A fictitious example of the equity release Property Plan
A fictitious example of how a holder of an equity release Property Plan from Retirement Plus could benefit from a change for the better – and how it might work in practice, when property prices start to rise.
Partial Repayment worked example – with the property rising in value
Mr & Mrs Howley were aged 77 and 74 when they took out an equity release Property Plan in July 2007. They released the maximum amount available of £155,610 in exchange for granting Retirement Plus a starting share of 47.88% of the value of their property which was then valued at £325,000. The Retirement Plus share of their property is increasing at a rate of 0.48% per month until it reaches the agreed maximum level of 99.90% after 12 years and 10 months.

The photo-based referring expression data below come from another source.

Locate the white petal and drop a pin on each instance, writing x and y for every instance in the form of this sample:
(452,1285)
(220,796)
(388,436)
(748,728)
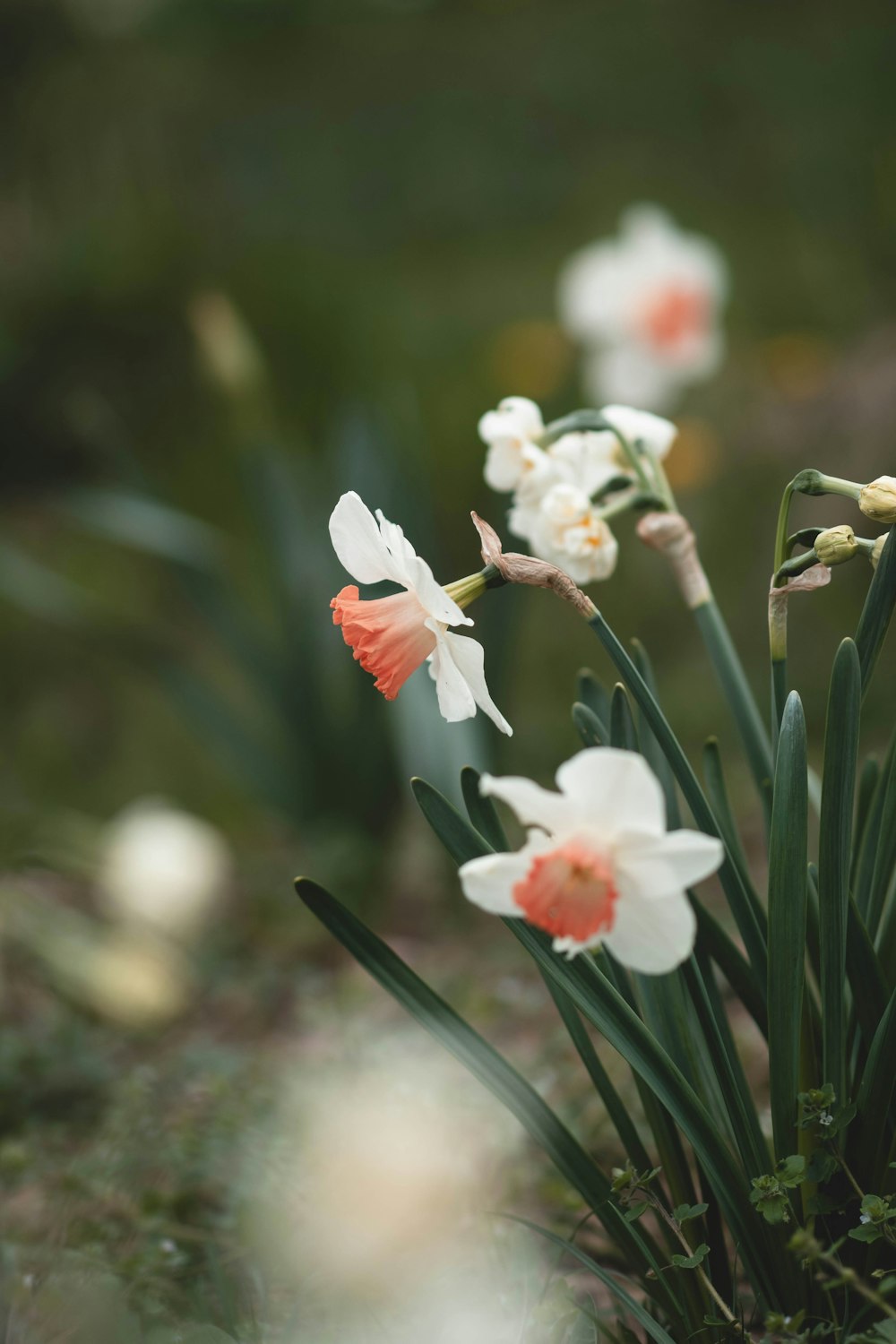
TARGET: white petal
(657,433)
(359,543)
(503,464)
(668,865)
(533,806)
(651,935)
(629,373)
(487,882)
(468,658)
(614,792)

Mr Howley recently received an inheritance of £100,000 on the death of his brother and he now wishes to use this money to reduce the Retirement Plus share of their home.
The flexibility of the equity release Property Plan comes into play
The property was re-valued in September 2008 at £350,000. The Retirement Plus share in the property at the end of September was 51.207%. The new valuation of £350,000 is used to calculate the monetary value of the Retirement Plus share.
£350,000 x 51.207% = £179,224
The £100,000 payment now reduces the value of the Retirement Plus share to £79,224.
With an eye to the future, the Howleys opt for a Protected Share
£79,224 applied to the new valuation of £350,000 is equal to an adjusted Retirement Plus share of 22.635% and a new agreed maximum level of 42.79%. This means that Mr and Mrs Howley now have a Protected Share of 57.21% upon which they may be able to raise money later should they need to, or to leave as a guaranteed inheritance to their son and daughter.